Esta visita a Avanca e aos seus moinhos pode ser o ponto de partida para a descoberta do concelho de Estarreja, terra ribeirinha onde os verdes campos imprimem à paisagem uma beleza ímpar. Rodeada de campos agrícolas férteis e próxima da ria de Aveiro, é um concelho onde os visitantes sentem a natureza de uma forma particular nos oito percursos BioRia (www.bioria.com) e se deixam deslumbrar pelo mosaico de ricos habitats, onde impera a biodiversidade.
A Feira da Broa de Avanca, uma mostra e venda de broa cuja receita reverte para instituições de solidariedade social, é o mote para a Gastrobroa. Assim, em Outubro, a Confraria da Broa de Avanca, em parceria com os restaurantes locais, assegura a broa consistente, compacta e de cor amarela acastanhada seja o principal atractivo das ementas, quer enquanto elemento principal, quer enquanto entrada e acompanhante da refeição.

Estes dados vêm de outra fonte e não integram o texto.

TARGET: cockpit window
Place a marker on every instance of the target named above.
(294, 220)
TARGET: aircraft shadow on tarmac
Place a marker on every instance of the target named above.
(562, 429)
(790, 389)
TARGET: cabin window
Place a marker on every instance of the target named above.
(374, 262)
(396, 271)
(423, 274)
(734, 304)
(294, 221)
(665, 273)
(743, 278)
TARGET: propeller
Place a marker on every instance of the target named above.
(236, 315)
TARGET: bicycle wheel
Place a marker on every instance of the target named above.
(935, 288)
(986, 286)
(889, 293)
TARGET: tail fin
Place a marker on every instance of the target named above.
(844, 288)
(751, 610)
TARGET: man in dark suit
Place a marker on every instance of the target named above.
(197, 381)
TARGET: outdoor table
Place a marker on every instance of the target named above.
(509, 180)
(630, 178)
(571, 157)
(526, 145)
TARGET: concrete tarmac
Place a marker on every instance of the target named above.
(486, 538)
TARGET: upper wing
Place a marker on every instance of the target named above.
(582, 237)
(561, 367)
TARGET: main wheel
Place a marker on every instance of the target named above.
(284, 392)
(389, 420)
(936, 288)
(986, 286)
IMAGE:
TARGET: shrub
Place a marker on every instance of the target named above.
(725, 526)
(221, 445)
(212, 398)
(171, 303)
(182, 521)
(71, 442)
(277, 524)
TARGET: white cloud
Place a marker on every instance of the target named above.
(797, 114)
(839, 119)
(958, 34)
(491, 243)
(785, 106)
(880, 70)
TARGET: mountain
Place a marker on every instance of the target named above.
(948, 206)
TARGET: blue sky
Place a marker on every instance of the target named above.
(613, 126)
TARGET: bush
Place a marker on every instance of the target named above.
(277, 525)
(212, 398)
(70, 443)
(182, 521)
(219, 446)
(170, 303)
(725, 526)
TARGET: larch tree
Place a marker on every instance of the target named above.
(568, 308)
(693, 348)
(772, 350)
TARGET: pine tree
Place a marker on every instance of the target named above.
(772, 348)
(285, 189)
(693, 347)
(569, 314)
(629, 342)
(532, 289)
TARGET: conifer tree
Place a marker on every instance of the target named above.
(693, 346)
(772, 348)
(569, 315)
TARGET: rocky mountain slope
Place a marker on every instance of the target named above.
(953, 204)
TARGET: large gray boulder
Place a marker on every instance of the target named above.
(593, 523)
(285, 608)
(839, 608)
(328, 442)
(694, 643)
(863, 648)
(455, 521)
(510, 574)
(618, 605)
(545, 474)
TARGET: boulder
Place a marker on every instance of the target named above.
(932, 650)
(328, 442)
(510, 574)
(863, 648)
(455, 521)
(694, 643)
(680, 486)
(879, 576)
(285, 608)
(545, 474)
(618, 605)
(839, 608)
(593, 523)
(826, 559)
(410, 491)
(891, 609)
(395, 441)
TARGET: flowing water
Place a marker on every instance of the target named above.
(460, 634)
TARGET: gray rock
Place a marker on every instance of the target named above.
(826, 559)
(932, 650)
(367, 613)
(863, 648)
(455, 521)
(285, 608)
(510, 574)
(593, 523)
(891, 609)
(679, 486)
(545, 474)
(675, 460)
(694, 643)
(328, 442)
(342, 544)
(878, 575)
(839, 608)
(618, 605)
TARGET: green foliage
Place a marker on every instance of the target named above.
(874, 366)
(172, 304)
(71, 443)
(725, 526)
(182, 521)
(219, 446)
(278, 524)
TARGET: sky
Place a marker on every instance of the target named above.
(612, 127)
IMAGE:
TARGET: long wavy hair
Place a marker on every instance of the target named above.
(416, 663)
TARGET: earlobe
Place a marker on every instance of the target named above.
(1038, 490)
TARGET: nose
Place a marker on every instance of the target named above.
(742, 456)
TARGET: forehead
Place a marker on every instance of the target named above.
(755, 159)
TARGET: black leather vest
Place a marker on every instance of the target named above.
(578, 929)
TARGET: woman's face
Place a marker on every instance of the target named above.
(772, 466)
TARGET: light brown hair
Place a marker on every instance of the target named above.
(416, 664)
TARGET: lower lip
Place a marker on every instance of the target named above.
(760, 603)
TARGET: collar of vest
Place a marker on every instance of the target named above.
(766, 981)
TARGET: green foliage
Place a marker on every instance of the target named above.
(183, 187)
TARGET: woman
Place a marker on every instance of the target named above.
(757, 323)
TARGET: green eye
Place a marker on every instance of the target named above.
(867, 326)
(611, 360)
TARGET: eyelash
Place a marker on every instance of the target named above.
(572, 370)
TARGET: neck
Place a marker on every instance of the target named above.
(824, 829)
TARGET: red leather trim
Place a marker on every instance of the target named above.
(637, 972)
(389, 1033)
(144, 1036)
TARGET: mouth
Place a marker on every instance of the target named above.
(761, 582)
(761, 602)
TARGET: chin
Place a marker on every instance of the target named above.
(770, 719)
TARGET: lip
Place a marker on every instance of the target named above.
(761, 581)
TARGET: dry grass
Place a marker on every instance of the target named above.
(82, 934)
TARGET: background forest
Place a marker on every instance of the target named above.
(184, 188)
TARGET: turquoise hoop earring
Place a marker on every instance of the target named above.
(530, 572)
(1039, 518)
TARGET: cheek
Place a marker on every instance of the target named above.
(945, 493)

A broa domina o universo desta Confraria. A simples, mas tão saborosa e importante broa é o centro das atenções dos confrades que vêem neste produto tradicional local o motivo, o elo, o vínculo que os une. E quem conhece os confrades da Confraria de Avanca sabe o apreço, quase devoção, que têm à sua grande broa que nos mata a fome e sacia também a vontade de confraternizar, rodeados por amizade. É um grupo de amigos que se distingue ao longe pelo gabão preto usual dos lavradores ricos. Um grupo que se reconhece, sobretudo, pela amizade calorosa com que sempre nos recebe em terras de Avanca e pela vontade férrea na preservação das tradições locais. Pratica-se assim, no âmago desta confraria, a fraternidade, quer entre confrades, quer entre confrarias e quer ainda entre instituições que prezam a gastronomia como um pilar da identidade nacional. Uma broa tão saborosa quanto saborosa é a amizade que une os confrades e os faz trabalhar em prol de uma causa maior.